Mes amis d’origine marocaine en ont marre de toi. Marre de cette stigmatisation que tu entretiens de toute une communauté qui en souffre. Et de ce sentiment de honte que tu infliges à toute la communauté musulmane. Ils ont parfois même honte de dire qu’ils sont d’origine marocaine, alors qu’ils sont extrêmement fiers de leurs racines.

Et que dire de ces parents « qui avaient l’espoir que tu pourrais réaliser les rêves qu’ils n’ont pas pu réaliser. Ils sont furieux aussi, parce que leurs parents ou eux-mêmes ont travaillé dur pour en arriver là ». Et puis les filles, aussi : « nos copines, sœurs et mères en ont marre de toi. De tes sifflets ; d’être insultées de sales putes. Elles en ont marre de ne plus se sentir en sécurité la nuit, parce que tu as ce besoin de te faire remarquer ».

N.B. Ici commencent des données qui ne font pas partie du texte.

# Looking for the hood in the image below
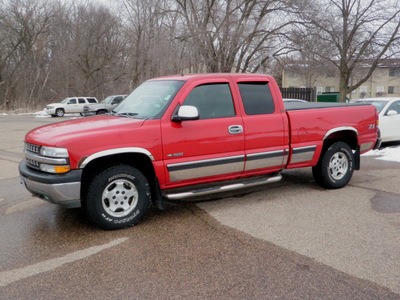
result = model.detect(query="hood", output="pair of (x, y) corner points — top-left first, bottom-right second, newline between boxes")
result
(25, 115), (145, 147)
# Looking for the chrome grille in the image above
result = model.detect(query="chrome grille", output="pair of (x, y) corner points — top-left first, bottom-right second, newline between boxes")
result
(25, 143), (40, 169)
(25, 143), (40, 154)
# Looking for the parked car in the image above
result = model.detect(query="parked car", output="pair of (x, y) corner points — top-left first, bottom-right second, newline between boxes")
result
(83, 95), (127, 116)
(19, 74), (379, 229)
(355, 97), (400, 142)
(46, 97), (97, 117)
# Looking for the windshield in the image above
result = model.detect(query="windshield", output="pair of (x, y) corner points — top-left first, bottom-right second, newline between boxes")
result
(113, 80), (185, 119)
(356, 100), (388, 113)
(101, 96), (113, 104)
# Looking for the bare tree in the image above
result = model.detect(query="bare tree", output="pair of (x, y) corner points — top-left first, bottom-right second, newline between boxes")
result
(123, 0), (184, 86)
(175, 0), (292, 72)
(292, 0), (400, 102)
(0, 0), (52, 108)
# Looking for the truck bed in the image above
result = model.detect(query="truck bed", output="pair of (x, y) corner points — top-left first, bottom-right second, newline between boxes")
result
(284, 102), (369, 111)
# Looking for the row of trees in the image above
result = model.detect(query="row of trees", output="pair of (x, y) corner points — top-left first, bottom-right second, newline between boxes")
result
(0, 0), (400, 110)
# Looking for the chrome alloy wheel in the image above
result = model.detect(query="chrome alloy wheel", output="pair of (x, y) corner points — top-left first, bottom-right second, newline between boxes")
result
(101, 179), (139, 218)
(328, 152), (349, 180)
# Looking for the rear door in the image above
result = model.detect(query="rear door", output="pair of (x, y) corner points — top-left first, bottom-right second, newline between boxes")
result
(238, 81), (289, 174)
(162, 79), (244, 186)
(379, 100), (400, 141)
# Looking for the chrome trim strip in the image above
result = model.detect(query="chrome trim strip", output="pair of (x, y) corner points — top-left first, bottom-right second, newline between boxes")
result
(245, 150), (284, 171)
(290, 145), (317, 164)
(322, 126), (358, 141)
(360, 142), (374, 151)
(25, 151), (68, 165)
(78, 147), (155, 169)
(167, 155), (244, 182)
(164, 174), (282, 200)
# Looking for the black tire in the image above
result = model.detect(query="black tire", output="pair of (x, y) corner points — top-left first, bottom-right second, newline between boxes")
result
(312, 142), (354, 189)
(56, 108), (64, 117)
(83, 165), (151, 230)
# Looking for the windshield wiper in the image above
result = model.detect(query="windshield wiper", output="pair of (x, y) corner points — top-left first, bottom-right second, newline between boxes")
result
(112, 111), (138, 118)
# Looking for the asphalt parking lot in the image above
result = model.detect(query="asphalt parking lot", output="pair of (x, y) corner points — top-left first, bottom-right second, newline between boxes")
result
(0, 115), (400, 299)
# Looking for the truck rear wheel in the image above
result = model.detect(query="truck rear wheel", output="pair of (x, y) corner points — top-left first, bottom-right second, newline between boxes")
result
(83, 165), (151, 229)
(312, 142), (354, 189)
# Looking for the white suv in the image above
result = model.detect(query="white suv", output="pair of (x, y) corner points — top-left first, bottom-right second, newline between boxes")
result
(46, 97), (98, 117)
(83, 95), (127, 117)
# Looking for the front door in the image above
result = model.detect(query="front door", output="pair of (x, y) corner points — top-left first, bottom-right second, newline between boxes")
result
(162, 81), (244, 186)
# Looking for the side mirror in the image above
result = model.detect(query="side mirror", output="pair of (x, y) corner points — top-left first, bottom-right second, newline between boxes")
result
(171, 105), (199, 122)
(386, 110), (398, 116)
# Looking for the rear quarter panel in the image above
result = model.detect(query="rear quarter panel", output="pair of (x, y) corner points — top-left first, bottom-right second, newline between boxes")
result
(287, 106), (377, 168)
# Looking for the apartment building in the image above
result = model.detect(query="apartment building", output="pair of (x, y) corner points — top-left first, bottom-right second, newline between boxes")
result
(282, 59), (400, 99)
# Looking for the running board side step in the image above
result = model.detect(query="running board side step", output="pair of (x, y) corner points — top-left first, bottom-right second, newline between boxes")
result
(163, 174), (282, 200)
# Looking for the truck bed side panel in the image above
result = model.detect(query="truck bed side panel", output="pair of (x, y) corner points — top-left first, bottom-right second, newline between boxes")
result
(286, 105), (376, 168)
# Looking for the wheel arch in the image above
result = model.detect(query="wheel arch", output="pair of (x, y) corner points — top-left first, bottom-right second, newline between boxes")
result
(321, 126), (360, 170)
(323, 126), (358, 150)
(78, 148), (157, 205)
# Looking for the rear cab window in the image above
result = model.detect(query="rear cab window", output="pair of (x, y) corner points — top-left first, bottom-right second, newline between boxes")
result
(183, 83), (236, 119)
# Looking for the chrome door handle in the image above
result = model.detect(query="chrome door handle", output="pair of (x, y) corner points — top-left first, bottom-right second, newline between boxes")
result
(228, 125), (243, 134)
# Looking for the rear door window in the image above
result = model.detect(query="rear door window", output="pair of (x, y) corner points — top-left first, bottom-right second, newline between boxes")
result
(238, 82), (275, 115)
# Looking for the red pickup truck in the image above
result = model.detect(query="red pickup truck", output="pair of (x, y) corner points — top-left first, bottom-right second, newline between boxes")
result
(19, 74), (379, 229)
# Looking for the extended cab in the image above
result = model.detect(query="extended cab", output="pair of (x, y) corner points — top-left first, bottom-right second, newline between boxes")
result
(19, 74), (379, 229)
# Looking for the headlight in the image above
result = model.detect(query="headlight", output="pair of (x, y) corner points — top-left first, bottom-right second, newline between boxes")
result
(40, 146), (68, 157)
(40, 164), (71, 174)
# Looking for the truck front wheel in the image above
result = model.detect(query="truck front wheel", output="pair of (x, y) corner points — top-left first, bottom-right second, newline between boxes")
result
(312, 142), (354, 189)
(83, 165), (151, 229)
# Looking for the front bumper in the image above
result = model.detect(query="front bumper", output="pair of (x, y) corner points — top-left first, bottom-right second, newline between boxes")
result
(45, 108), (56, 115)
(18, 159), (82, 208)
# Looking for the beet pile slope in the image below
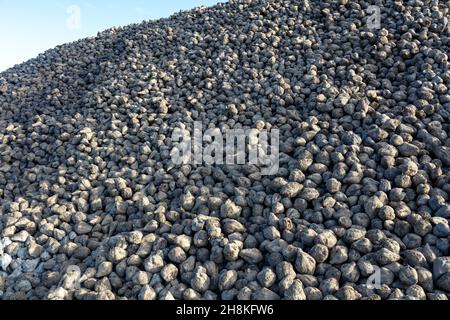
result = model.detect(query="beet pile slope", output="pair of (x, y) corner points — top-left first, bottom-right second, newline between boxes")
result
(0, 0), (450, 300)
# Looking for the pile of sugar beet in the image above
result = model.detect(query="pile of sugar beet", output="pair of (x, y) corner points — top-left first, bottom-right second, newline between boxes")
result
(0, 0), (450, 300)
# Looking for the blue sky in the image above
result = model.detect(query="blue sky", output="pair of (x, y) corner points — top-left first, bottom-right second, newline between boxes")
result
(0, 0), (224, 72)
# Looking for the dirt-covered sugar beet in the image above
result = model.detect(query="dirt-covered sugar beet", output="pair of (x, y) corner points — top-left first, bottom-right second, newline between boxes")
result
(0, 0), (450, 300)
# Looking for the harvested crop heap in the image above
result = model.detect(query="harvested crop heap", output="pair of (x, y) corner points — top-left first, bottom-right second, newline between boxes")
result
(0, 0), (450, 300)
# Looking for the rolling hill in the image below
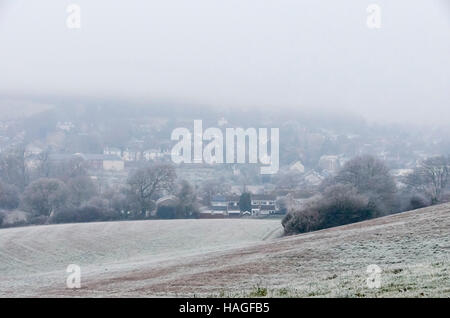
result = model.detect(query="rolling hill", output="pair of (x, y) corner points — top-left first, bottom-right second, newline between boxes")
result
(0, 204), (450, 297)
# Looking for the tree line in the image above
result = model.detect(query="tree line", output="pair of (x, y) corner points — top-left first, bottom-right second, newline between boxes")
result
(282, 155), (450, 235)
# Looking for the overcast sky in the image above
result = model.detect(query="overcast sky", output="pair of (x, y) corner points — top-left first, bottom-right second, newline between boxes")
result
(0, 0), (450, 125)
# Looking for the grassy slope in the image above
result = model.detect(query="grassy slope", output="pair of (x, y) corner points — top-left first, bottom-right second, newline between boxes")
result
(0, 204), (450, 297)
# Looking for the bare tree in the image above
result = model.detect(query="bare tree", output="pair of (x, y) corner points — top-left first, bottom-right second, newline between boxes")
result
(322, 155), (397, 214)
(0, 147), (29, 190)
(22, 178), (68, 217)
(405, 156), (450, 204)
(128, 164), (176, 217)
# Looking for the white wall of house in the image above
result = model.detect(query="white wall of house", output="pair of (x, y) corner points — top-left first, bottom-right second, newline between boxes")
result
(103, 160), (125, 171)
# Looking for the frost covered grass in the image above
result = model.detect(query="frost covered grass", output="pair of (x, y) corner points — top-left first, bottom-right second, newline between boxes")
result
(0, 219), (282, 296)
(0, 204), (450, 297)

Gâcher tout pour tout le monde

En 565 mots dont pas un de trop, Sammy Mahdi verbalise les maux, ceux d’une communauté qui n’a de cesse d’être stigmatisée, et où l’ennemi vient souvent de l’intérieur. Ainsi qu’il le souligne, « de nombreuses personnes d’origine étrangère qui ont fait de leurs frustrations une force pour entreprendre des initiatives positives en ont marre de toi. Parce qu’elles ont l’espoir que leurs réalisations pourront inspirer toute une génération, pendant que toi tu salis leur travail avec le simple fait de prendre ce pavé en main ». Et s’il reconnaît qu’il « y a probablement plusieurs raisons pour lesquelles tu es devenue la racaille que tu es devenue », il ne fait aucune concessions à ce type de comportement pour autant.

Aucune de ces raisons n’est valable pour nous pourrir la vie. Si tu ne le réalises pas toi-même, j’espère que les forces de l’ordre arriveront à changer ton comportement criminel. Parce qu’honnêtement, on en a ras le cul.

Et d’ajouter à l’attention de cette « petite racaille » : « Tu ne te sens peut-être pas comprise. Et peut-être que tu as même des bonnes raisons pour cela. Mais tu gâches tout pour tout le monde ».